Against this backdrop, Erste Group expects net loan growth of about 5%. Retail and corporate business should contribute in all markets towards the achievement of this goal. Loan growth is projected to offset some of the interest rate headwinds detailed above, resulting in a moderate, decline of about 3% in net interest income versus 2023, following a historic upswing over the past two years. The second most important income component – net fee and commission income – is expected to rise by about 5%. As in 2023, growth momentum should again come from payment services, insurance brokerage fees as well as asset management and securities business with the latter being dependent on a constructive capital markets environment. The net trading and fair value result, which recovered significantly in 2023, is expected to normalise at historically observed levels in 2024. This, however, will depend substantially on the actual short- and long-term interest rate environment.
The remaining income components are forecast to remain, by and large, stable. Overall, operating income is therefore expected to decrease slightly in 2024, albeit from a historic high in 2023. Operating expenses are expected to rise by approximately 5%. With this the cost/income ratio should remain at a solid level of about 50%.
Based on the macro-outlook presented above, risk costs should remain at a low level in 2024. While precise forecasting is hard at current low risk cost levels, Erste Group believes that in 2024 risk costs will be below 25 basis points of average gross customer loans.
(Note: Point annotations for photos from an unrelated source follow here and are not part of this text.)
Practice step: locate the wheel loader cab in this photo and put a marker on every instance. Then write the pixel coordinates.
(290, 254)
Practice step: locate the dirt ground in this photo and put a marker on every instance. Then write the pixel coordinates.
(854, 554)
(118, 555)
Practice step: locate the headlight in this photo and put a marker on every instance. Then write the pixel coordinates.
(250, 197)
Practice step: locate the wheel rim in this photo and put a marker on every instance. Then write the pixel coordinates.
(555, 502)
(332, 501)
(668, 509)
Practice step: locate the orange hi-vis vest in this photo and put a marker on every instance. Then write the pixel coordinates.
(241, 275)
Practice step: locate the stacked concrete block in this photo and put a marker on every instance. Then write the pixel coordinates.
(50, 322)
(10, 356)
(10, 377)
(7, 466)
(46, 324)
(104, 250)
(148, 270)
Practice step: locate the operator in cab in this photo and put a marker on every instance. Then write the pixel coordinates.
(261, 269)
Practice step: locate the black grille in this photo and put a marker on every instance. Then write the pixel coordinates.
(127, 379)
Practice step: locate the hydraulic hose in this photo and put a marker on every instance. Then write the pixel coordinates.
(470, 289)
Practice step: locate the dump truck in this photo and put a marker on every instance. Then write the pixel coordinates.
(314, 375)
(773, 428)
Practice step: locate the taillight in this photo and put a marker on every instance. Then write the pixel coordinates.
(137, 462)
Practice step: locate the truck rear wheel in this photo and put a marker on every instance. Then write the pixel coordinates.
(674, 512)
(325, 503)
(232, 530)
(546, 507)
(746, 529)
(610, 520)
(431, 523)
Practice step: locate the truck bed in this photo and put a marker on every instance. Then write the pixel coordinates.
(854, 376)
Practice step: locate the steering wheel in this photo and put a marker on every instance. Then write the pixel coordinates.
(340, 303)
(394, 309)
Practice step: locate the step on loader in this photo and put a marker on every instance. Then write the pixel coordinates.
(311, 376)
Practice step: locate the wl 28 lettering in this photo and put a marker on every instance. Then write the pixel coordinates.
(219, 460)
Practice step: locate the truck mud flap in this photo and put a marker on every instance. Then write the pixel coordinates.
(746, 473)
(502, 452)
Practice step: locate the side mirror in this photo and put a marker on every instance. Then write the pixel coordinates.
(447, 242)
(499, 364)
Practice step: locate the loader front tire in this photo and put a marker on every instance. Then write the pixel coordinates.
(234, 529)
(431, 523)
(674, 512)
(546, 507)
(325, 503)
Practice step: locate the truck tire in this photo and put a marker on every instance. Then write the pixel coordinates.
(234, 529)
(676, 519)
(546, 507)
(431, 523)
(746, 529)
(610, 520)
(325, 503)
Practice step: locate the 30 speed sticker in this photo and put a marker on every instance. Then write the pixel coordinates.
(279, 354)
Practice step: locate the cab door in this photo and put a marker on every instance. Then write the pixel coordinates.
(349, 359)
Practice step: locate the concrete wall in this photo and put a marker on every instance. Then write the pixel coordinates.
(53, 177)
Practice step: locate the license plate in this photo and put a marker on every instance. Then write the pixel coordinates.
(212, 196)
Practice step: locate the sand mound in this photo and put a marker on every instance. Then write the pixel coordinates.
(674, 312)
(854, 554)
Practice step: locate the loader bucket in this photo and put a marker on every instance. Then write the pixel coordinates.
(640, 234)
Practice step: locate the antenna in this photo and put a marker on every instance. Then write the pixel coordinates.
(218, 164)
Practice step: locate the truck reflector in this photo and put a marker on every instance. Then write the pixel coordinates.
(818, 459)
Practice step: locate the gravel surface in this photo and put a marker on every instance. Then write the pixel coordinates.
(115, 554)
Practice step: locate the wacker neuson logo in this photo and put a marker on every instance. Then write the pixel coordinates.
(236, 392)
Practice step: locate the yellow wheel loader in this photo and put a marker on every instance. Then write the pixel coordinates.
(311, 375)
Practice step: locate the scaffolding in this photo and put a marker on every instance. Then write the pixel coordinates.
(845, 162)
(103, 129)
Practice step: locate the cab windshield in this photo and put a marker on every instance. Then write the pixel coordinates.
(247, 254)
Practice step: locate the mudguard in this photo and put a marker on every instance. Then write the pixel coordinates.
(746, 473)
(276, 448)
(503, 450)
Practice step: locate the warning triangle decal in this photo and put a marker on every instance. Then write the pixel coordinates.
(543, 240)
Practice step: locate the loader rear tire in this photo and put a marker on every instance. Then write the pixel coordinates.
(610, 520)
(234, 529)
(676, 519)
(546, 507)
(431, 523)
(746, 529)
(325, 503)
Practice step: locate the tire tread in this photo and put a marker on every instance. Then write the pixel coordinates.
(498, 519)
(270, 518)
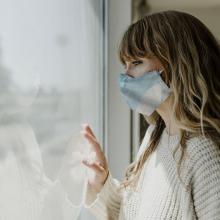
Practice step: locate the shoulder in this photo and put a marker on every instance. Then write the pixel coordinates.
(202, 147)
(204, 155)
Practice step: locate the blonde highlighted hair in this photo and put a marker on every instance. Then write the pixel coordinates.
(190, 55)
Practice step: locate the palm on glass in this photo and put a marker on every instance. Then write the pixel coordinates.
(99, 165)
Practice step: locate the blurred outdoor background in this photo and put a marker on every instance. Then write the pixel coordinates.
(58, 69)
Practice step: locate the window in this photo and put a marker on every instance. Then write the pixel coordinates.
(51, 80)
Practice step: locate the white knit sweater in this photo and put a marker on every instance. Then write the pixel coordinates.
(160, 194)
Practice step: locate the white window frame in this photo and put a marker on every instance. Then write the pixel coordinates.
(117, 115)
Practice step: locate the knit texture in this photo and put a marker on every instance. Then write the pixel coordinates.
(161, 194)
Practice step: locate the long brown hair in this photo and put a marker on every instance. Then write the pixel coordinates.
(190, 55)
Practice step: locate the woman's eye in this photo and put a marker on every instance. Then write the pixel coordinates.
(136, 62)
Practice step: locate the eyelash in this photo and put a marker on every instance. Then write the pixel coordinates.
(136, 62)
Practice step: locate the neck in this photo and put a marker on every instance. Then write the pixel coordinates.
(164, 110)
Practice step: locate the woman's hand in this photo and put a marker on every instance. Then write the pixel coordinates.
(99, 165)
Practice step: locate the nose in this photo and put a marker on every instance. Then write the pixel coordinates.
(127, 68)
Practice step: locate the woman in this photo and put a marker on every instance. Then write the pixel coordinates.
(172, 72)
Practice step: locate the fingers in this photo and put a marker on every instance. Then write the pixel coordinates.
(87, 128)
(92, 141)
(95, 166)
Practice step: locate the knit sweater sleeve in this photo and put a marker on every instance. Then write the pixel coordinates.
(105, 204)
(206, 179)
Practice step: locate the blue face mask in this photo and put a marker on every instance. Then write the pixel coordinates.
(144, 93)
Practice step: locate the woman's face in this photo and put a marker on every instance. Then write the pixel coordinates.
(137, 68)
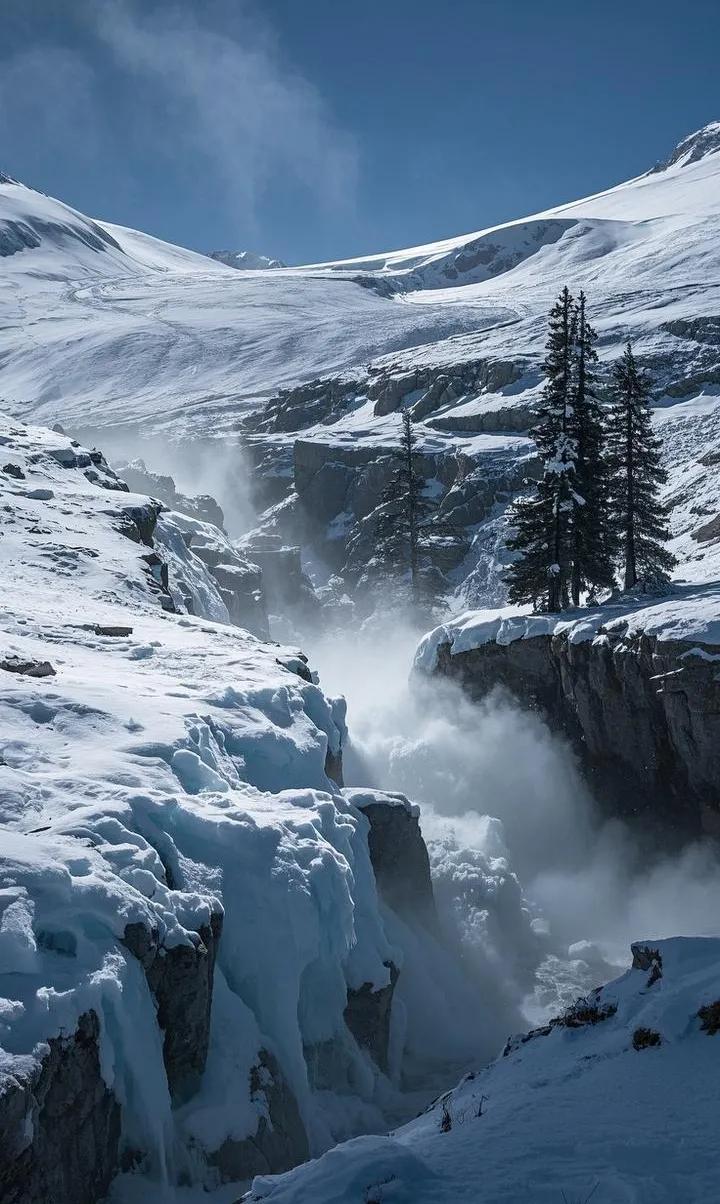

While a forecast for other operating result and various categories of gains and losses from financial instruments not measured at fair value is challenging, this combined item is likely to improve versus 2023 in the absence of significant one-off effects. Assuming an effective group tax rate of below 20% and lower minority charges compared to 2023, Erste Group aims to achieve a ROTE of about 15% in 2024. The CET1 ratio is expected to remain strong, providing enhanced capital return and/or M&A flexibility, despite Erste Group targeting the execution of a share buyback in the amount of EUR 500 million in 2024.
Potential risks to the guidance include (geo)political and economic (including monetary and fiscal policy impacts) developments, regulatory measures as well as changes to the competitive environment. International (military) conflicts, such as the war in Ukraine and in the Mid East do not impact Erste Group directly, as it has no operating presence in the regions involved. Indirect effects, such as financial markets volatility, sanctions-related knock-on effects, supply chain disruptions or the emergence of deposit insurance or resolution cases cannot be ruled out, though. Erste Group is moreover exposed to non-financial and legal risks that may materialise regardless of the economic environment. Worse than expected economic development may put goodwill at risk.